Rubrics and controversy serve different purposes. Rubrics translate challenge patterns and outcomes into readable categories. Controversy ranks events for editorial surfaces. Both help the product communicate clearly, but neither should borrow the tone of the stronger quantitative layers. The audits keep them in descriptive and editorial territory, which is exactly where they belong.
Products lose trust when interpretive layers quietly sound like predictive ones.
Downstream summaries
Team and umpire summary pages are downstream of challenge-level state changes, not independent truths.
When the product shows average RE change, average WE change, high-leverage share, or similar summary metrics for teams, umpires, or event groups, those numbers are built from challenge-level state transitions.

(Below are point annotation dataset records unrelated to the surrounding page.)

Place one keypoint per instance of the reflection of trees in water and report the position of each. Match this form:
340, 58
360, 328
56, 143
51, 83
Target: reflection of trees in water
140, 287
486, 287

Aggregate pages inherit both the strengths and the limits of the layers underneath them.
That is especially relevant on umpire pages and smaller samples. A directional summary can still be useful, but it should not automatically become a reputational claim just because it is presented cleanly. The product stays explicit about thin samples and qualified reads rather than letting a clean layout imply more than the data supports.
Current model status
Every layer has an explicit verdict from the dated audit process.
The model layer maintains a status for every layer, documented in model cards and a dated verdict file. The current standing is listed below.
- •Count-state value: green. Held-out audited empirical baseline.
- •Run expectancy: green. Held-out audited and split-governed.
- •Win expectancy: green. Held-out audited and externally benchmarked against MLB public WE.
- •Called-pitch geometry: yellow. Useful, but the geometry choice is still provisional.
- •Overturn probability: yellow. Credible early model, still sample- and geometry-limited.
- •Challenge-now: red for org-grade claims. Useful as an experimental live lens and for postgame review.
- •Leverage: green as heuristic. Pressure proxy, not a calibrated model.
- •Rubrics: green as descriptive. Translation layer, not predictive truth.
- •Controversy: green as editorial. Ranking layer for editorial surfaces.
I want each layer to be used for what it actually is, not for what would sound best in a product description.